The Model 59 went on the market in 1971. It went out of production a decade later in 1982 when the improved second generation series was introduced (the Model 459). All total, approximately 231,841 M59s were produced.

==Design==
The Model 59 was manufactured in 9×19mm Parabellum caliber with a wider anodized aluminum frame, a straight backstrap, a magazine disconnect (the pistol will not fire unless a magazine is in place), and a blued carbon steel slide that carries the manual safety.

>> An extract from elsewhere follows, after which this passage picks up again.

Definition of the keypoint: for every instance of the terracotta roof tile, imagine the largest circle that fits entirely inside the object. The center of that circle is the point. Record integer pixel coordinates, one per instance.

The grip consists of three pieces made of two nylon plastic panels joined by a metal backstrap. It uses a magazine release located to the rear of the trigger guard, similar to the M1911A1.

== Magazine ==
The magazine for the Model 59 is similar to that of the Browning Hi-Power. Initially introduced with a capacity of 14 rounds, this was later increased to 15 rounds for future variants. Smith & Wesson also made an extended 20-round version. Many firearms have been introduced to use this pattern of magazine including the Marlin Camp carbine as well as the Kel-Tec P11, and Sub2000.

==Model 459==
The Smith & Wesson Model 459 was an updated version of the Model 59 with adjustable sights and checkered nylon grips. This model was discontinued in 1988. 803 units were produced in a brush finish with special grips made to FBI specifications.

==Users==
- United States
  - Salt Lake City Police Department Carried until switched to the Smith & Wesson Model 66 revolver.
  - Federal Bureau of Investigation About 800 Smith & Wesson 459s issued to Agents.